Understanding Vision Transformers

Overview

I was taking part in the ISIC 2024 challenge when I got stuck training a ResNet50 model that it started overfitting. My score at this point was 0.142. To be at the the top I had to beat the score 0.188. While scouring the internet for any new model I came across Vision Transformers. I was honestly surprised that transformer architecture could be applied to images. I came across this interesting paper called "An Image is Worth 16x16 Words: Transformers for Image Recognition at Scale"

About the Paper

We know that the Transformer architecture has become the norm for Natural Language Processing(NLP) tasks. Unlike in NLP tasks in conjunction with attention we also have convoluitonal networks. However, this paper demonstrates that convolitonal networks need not be applied and a pure transformer architecture applied on a sequence of image patches can perform image classification tasks really well provided that its pre-trained on large amounts of data.

Basic Theory of Vision Transformers

The Vision Transformer architecture has been inspired by the successes of the Transformer successes in NLP. The first step to create a Vision Transformer is to split an image into patches.

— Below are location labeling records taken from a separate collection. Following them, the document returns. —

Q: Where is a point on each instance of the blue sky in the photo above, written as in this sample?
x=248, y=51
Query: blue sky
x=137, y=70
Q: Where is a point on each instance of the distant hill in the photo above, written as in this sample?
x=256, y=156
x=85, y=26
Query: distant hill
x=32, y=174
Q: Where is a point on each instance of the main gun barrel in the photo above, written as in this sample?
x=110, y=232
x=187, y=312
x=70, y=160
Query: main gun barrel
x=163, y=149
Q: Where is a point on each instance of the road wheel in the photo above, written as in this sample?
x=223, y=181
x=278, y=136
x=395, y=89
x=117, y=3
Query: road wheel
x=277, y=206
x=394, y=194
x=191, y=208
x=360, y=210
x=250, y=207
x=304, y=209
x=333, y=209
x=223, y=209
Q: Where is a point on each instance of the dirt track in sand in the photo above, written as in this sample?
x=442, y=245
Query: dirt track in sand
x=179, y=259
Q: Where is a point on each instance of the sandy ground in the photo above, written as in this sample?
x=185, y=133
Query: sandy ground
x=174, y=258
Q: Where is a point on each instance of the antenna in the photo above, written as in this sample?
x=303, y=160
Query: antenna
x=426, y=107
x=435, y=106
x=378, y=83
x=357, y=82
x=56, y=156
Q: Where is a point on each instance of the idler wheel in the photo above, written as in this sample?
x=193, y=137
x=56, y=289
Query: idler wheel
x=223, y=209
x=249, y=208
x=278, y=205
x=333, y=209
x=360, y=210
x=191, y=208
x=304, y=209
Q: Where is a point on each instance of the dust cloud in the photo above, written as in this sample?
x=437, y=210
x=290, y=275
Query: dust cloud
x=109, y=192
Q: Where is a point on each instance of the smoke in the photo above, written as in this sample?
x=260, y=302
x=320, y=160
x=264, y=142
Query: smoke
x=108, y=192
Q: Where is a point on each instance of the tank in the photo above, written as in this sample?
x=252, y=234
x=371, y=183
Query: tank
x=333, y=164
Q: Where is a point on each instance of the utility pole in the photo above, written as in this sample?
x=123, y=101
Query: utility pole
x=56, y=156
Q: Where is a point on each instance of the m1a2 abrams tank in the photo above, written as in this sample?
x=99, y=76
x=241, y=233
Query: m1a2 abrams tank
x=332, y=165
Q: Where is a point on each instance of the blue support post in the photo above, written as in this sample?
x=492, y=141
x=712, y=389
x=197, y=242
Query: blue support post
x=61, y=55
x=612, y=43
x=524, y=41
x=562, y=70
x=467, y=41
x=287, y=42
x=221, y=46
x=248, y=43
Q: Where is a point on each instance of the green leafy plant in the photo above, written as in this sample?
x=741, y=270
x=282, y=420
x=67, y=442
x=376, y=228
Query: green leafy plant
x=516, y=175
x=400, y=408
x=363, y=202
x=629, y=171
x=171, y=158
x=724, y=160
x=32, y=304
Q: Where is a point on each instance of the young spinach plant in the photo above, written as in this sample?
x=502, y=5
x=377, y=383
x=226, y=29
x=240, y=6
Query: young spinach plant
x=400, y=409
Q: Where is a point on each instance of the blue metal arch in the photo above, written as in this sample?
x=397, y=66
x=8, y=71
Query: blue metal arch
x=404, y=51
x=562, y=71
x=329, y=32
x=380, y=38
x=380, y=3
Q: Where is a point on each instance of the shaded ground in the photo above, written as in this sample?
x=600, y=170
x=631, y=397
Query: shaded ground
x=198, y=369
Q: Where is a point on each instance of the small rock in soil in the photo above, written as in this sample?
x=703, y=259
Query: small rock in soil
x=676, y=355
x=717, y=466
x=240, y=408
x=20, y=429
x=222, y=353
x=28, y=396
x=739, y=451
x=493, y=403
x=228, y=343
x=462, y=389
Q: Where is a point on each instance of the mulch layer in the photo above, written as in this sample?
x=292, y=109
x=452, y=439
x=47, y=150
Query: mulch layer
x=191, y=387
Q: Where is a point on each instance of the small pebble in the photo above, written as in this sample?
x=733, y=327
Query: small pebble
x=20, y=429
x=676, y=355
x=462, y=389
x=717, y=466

We now generate the position of these patches and then generate embeddings for them. Let us consider dimensional tranformation that is taking place here.

Our original image X had the dimenstion HxWxC. Where H is height and W is the width of the images and C is the channel. Since, we are dealing with RGB images the C will be 3.

After fetching the patches, we get the following dimensions NxPxPxC.

Where N is the number of patches in an image.

To calculate it N = \(\frac{H * W}{P*P}\)

Now, we flatten the aforementioned patches and project them via a dense layer to have a dimension D whic his known as the constant latent vector size D. Then we add the patch embeddings and the positional embeddings to retain some of the position information. The postional information is in 1D and not 2D since no performance gain was observed.

This output is forwarded through the some layers of the transformer blocks.

The transformer enocder block is composed of alternating layers of multiheaded self attention and MLP blocks. Layer Norm is applied before every block i.e. before an attention or MLP block and a residual connection is created after every block.

It is to be noted that Vision Transformers have much less inductive bias than CNNs. Inductive biases are assumptions we make about a data set. For example we can assume the marks of students in a given subject to follow a gaussian distribution. CNN architectures inherently will have some biases due to the way they are structured. CNNs are structured to capture the local relationship between the pixels of an image. As CNNS get deeper the local feature extractors help tp extract the global features. In Vit only the MLP layers are local and translationally equivariant while the self attention layers are global. An hybrid version of ViT also exists where CNN is applied to extract the feature maps and then forward to the Transformer encoder block.

Is it better than CNNs?

In the paper ViT can only perform classification tasks and not Segmentation or detection tasks but it still matches or outperforms CNNs and introduces a parallelism with multihead self attention. ViT will only perform better with pre-training and requires more epochs.